How the Beatles Destroyed Rock
The title of this book is meant to grab readers, especially Baby Boomers, by the collar. Music writer Elijah Wald, in How the Beatles Destroyed Rock'n'Roll (Oxford University Press), isn't actually saying the most heralded rock band ever was bad. Rather, Wald's thesis is that the Beatles not only pushed the focus away from live music to the craft of the recording studio, but inadvertently caused a musical split between black and white that has never really been bridged.
A Late Boomer grown up in an era that distrusted all-inclusive, grand narratives, Wald admits exceptions to his theory at many steps along his journey through 20th century Anglo-American music. His book's title is more attention getter than plot synopsis in another respect: for him, the Beatles were only the climax of a longer history.
The unlikely central figure in Wald's narrative isn't Paul McCartney but Paul Whiteman, a provocative choice considering how thoroughly marginalized he has been by music historians of all stripes and forgotten by the public. But in his day, the 1920s, Whiteman was crowned as the "King of Jazz," and his reign over concert halls, record sales and the imagination of musicians white and black extended throughout the decade dubbed the "Jazz Age." The backlash that began in the 1930s swing era, when his orchestra was already deemed old fashioned, has never abated. Whiteman was indicted for all the crimes Elvis was later charged with, including stealing the black man's music and watering it down into bland pudding.
And yet he commissioned George Gershwin's epochal Rhapsody in Blue, gave Bing Crosby his start and-in a process similar to the Beatles with rock'n'roll-elevated jazz from the bawdy streets to respectable society. What Sgt. Pepper was to rock in the '60s, Rhapsody in Blue was to jazz in the '20s. Whiteman was even prescient about this, predicting in the mid-'50s that rock musicians will "get tired of that one-or two-guitar sound, and eventually they'll add fiddles and saxes and brass, like we did when we started the big-band business." Like the Beatles, Whiteman made a vernacular music of low caste origins conscious of itself as art.
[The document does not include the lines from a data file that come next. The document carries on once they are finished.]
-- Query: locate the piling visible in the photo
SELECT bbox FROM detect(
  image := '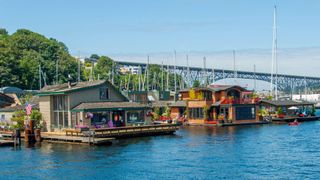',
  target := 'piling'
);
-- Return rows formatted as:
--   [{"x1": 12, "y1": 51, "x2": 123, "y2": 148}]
[{"x1": 12, "y1": 129, "x2": 21, "y2": 146}]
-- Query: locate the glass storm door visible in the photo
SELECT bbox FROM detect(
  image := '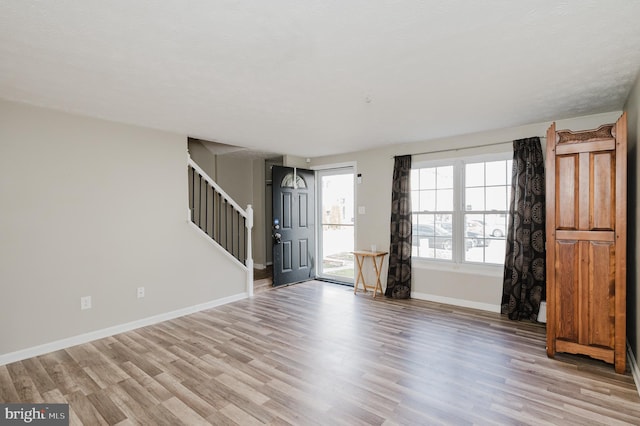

How the Beatles Destroyed Rock'n'Roll is a guided tour through many of the less explored byways of popular music history. Although most everyone credits New Orleans as the birthplace of jazz, Wald finds that the facts are less certain. He reminds us that early sound recordings are a doubtful way of reconstructing the sound of the era's music, owing to their primitive, sonically restrictive technology, and that the rise of the recording industry made individually distinct performance styles important. Once, people bought songs. Soon enough they wanted to hear Billie Holiday-or Frank Sinatra or some other favorite interpreter-sing them.
The Grateful Dead have been criticized for their endless noodling, but, Wald has found, the dance bands of the early 20th century sometimes riffed on the same number for 15 minutes and up-as long as the rhythm held the dancers feet to the floor. Concision was spurred by the time limits of early recordings. Wald gives more serious attention to the importance of dance to popular music than most historians, noting that after the Beatles, rock became concert music (or sounds to be enjoyed within the privacy of one's head), and lost the communal experience of dance. That function was left to R&B. Ironically, as the '60s Civil Rights movement leveled many barriers, African-American music became resegregated after enjoying a decade of virtual integration during the early years of rock'n'roll. Shorn of fruitful interchange with musicians of greater melodic aspiration, dance music descended into the metronome mechanics of disco.
Wald adds that black musical auteurs existed, notably Stevie Wonder, Marvin Gaye and Prince, but that the socio-economics of the record industry cut them little slack. "They were expected to sell a lot more records than Dylan did or the cash flow disappeared," he writes, stating a truth few critics have examined.
How the Beatles Destroyed Rock'n'Roll is like that-an attempt to cut through decades of historiography to relive popular music as it was experienced in the moments of its creation.